Son but étant de réussir comme comédienne, elle comprend qu'elle doit revenir au théâtre, même si on a fini par lui confier le rôle intéressant de la maîtresse de Ronald Colman dans "Othello" (A Double Life,1948) de George Cukor : elle est une jeune serveuse séduite par une vedette "sur le retour", perturbée mentalement, qui finira par la tuer. Mais son contrat à la Columbia lui interdit de retourner à New York. Or, cette petite compagnie désire faire d'elle une "bombshell", une "nana sexy bien blonde" qui ferait concurrence à Lana Turner. "Othello" est un film noir dans lequel elle est martyrisée. Cette définition séduit les autres studios, qui vont l'emprunter à la Columbia.
Shelley Winters tourne donc en 1949 pour Paramount dans "Le Prix du silence" d'Elliott Nugent et dans "Une Place au soleil" (A Place in The Sun,1951) de George Stevens avec Montgomery Clift et Elisabeth Taylor, qui lui vaut une nomination à l'Oscar. C'est ensuite la MGM qui lui confie un autre rôle important dans "La Tour des ambitieux" (Executive Suite,1954) de Robert Wise aux côtés de Fredric March, William Holden et Barbara Stanwyck.
Sa liaison orageuse, puis son mariage avec l'acteur italien Vittorio Gassman, en 1952 compromettent gravement sa carrière à Hollywood, elle fut déjà mariée de 1943 à 1948 à un commerçant. Mais on reconnaît désormais son talent de comédienne. Le rêve de la Columbia est oublié. United Artists lui fait touner, sous la direction de son ami Charles Laughton, "La Nuit du chasseur" (The Night Of the Hunter,1955), où elle succombe sous le charme d'un pasteur fou incarné par Robert Mitchum, film qui deviendra culte pour les cinéphiles. La même année, on la retrouve dans "Le Grand couteau" (The Big Knife), réalisé par Robert Aldrich, avec Jack Palance, Ida Lupino et Rod Steiger, elle tient le rôle d'une petite actrice dont le sort final est peu enviable. Elle revient ensuite au théâtre, pour quelque temps. Seul George Stevens réussit à l'en détacher en 1959, il lui propose le rôle de la mère dans "Le Journal d'Anne Frank" (The Diary Of Anne Frank); son interprétation lui vaudra une nouvelle nomination à l'Oscar. Dès lors, Shelley Winters se spécialise dans les rôles de mère, mais pas toujours très respectables.

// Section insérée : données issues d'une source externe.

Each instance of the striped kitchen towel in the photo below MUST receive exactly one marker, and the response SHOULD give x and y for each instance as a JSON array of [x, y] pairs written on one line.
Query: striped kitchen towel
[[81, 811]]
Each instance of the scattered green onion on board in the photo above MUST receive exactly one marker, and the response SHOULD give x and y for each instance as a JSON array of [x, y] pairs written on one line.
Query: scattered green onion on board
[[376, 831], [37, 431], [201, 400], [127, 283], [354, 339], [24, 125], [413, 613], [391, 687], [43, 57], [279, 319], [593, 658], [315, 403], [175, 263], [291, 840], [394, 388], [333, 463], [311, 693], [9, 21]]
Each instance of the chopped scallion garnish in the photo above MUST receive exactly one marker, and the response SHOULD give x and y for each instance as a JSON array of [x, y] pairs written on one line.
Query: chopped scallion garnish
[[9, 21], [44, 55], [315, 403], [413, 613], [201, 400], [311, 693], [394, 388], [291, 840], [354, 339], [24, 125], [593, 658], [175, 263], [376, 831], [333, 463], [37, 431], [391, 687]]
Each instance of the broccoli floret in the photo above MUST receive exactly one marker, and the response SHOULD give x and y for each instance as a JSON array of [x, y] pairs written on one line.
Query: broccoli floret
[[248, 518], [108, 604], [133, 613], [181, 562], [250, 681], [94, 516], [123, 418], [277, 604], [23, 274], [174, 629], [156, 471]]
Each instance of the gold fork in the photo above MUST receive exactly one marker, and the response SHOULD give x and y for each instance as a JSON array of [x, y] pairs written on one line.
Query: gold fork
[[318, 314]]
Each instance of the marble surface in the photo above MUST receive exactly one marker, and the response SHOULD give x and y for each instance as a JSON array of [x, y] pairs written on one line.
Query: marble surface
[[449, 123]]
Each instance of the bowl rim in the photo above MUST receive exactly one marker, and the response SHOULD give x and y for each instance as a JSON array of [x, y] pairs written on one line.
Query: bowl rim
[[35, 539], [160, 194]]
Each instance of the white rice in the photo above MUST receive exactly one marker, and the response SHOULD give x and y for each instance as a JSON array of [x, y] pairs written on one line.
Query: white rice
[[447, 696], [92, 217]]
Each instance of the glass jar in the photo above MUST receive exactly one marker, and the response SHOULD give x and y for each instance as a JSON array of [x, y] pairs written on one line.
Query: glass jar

Trois films en noir et blanc la confirment dans sa position de comédienne de talent : "Le Temps du châtiment" (The Young Savages,1961) de John Frankenheimer, "Lolita" (1962) de Stanley Kubrick et "Un Coin de ciel bleu" (A Patch of Blue,1965) de Guy Green, qui lui vaut une autre nomination à l'Oscar. Cette réputation est d'autant plus justifiée que l'actrice, à présent considérée comme une star établie, joue régulièrement avec la troupe du "Group Theatre" de New York. On applaudit ses performances dans des pièces comme "Un Tramway nommé désir" et "La Nuit de l'iguane" de Tennessee Williams ou "Deux sur la balançoire" de William Gibson. Elle amuse également en donnant la réplique aux Marx Brothers dans la pièce "Minnie's Boys'.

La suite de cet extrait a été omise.